Speaker
Description
MnO has been the skeleton in the closet for the numerous scientists that have been trying to model and understand the μSR results of magnetic oxides [1-8]. In zero field, this material shows a single precession frequency whose origin was hard to reconcile with the proposed muon sites and the possible formation of muonium-like states [4-6]. The picture is further complicated by a time-window dependent Knight shift discovered by Uemura and co-workes [3], where different Knight shifts are obtained considering the asymmetry in the first μs as compared to that for the second μs, etc. The puzzle is eventually solved by highlighting the role of symmetry, magnetostriction, and muon diffusion in the system. In this talk I will describe how first principles simulations and molecular dynamics exploiting machine learning force fields allow to verify or disprove various proposals that have been discussed over the years [3-8] on the microscopic description of the muon life in MnO. This finally allows to easily explain both the zero-field data and the unusual time-dependent Knight shift in MnO, solving, possibly for the second time [9], an old puzzle.

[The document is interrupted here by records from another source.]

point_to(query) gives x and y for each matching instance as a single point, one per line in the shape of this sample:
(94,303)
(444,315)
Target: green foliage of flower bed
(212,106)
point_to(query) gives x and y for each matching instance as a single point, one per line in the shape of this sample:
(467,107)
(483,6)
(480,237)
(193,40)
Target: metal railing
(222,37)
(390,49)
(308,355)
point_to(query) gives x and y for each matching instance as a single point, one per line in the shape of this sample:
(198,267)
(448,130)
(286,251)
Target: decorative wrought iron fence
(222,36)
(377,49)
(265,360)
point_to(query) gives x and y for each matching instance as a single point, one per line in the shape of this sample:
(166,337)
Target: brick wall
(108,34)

[1] R. S. Hayano et al, Phys. Rev. Lett. 41 421 (1978)
[2] Y. J. Uemura et al., Hyperfine Interactions 6, 127 (1979)
[3] Y. J. Uemura et al., Hyperfine Interactions 8, 725 (1981)
[4] Y. J. Uemura et al., Hyperfine Interactions 17-19, 339 (1984)
[5] K. Ishida et al., Hyperfine Interactions 17-19, 927 (1984)
[6] C. Boekema, hyperfine interactions 17-19, 305 (1984)
[7] K. Nishiyama et al., Hyperfine Interactions 104 349 (1997)
[8] Erik Lidstrom and Ola Hartmann, J. Phys.: Condens. Matter 12 4969 (2000)
[9] Theoretical investigation of hyperfine fields in fluoromethanes and transition metal oxides Gopalakrishnan, Gowri, State University of New York at Albany Ph.D. Theses, 1998.